Le talon d’Achille des néo-démocrates est l’économie. Les progressistes-conservateurs sont perçus par les électeurs comme les meilleurs en ce domaine. « Nous sommes les seuls à avoir un plan et une vision pour développer notre économie et faire en sorte que le Manitoba n’ait plus besoin de la péréquation », a affirmé Heather Stefanson lors du débat des chefs. Le Parti progressiste-conservateur du Manitoba n’a pas répondu à notre demande d’entrevue.

PHOTO JOHN WOODS, ARCHIVES LA PRESSE CANADIENNE

La première ministre sortante du Manitoba, Heather Stefanson, avant le débat des chefs

Impopulaire, Mme Stefanson a été « plus ou moins visible » durant la campagne électorale, fait remarquer Raymond Hébert. Elle promet de nouvelles baisses d’impôt, veut s’attaquer à la taxe fédérale sur le carbone et sévir contre les crimes violents. Le taux d’homicides à Winnipeg est parmi les plus élevés au pays.

Elle surfe sur l’opposition à « l’idéologie des genres » en disant vouloir renforcer les droits des parents et rejette la possibilité que des fouilles soient réalisées dans un dépotoir de la capitale pour retrouver les restes de deux femmes autochtones qui ont été tuées par un meurtrier. Le sujet déchire la population depuis des mois.

Reste à voir si les promesses des progressistes-conservateurs seront suffisantes pour que les électeurs leur accordent un troisième mandat. Le vote aura lieu trois jours après la Journée nationale de la vérité et de la réconciliation.

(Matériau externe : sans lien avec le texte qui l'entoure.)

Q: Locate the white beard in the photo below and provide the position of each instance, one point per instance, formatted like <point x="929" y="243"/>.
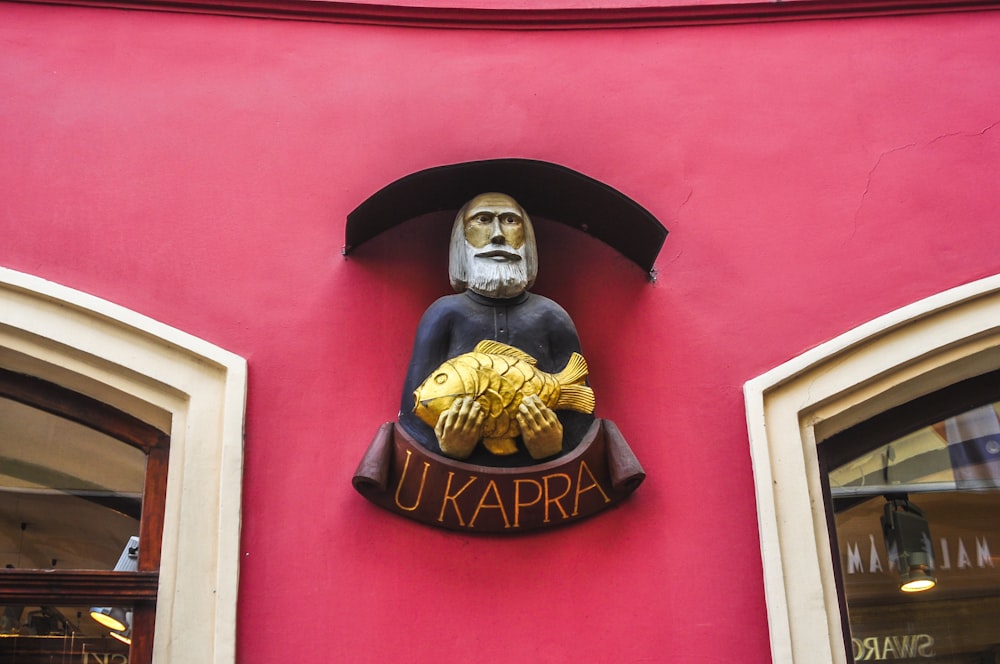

1. Le sondage d’Angus Reid a été réalisé en ligne du 13 au 19 septembre auprès d’un panel de 990 Manitobains. Un sondage probabiliste similaire aurait une marge d’erreur de 3 %. La marge d’erreur est la même pour celui de Probe Research, qui a questionné un échantillon de 1000 Manitobains du 7 au 18 septembre.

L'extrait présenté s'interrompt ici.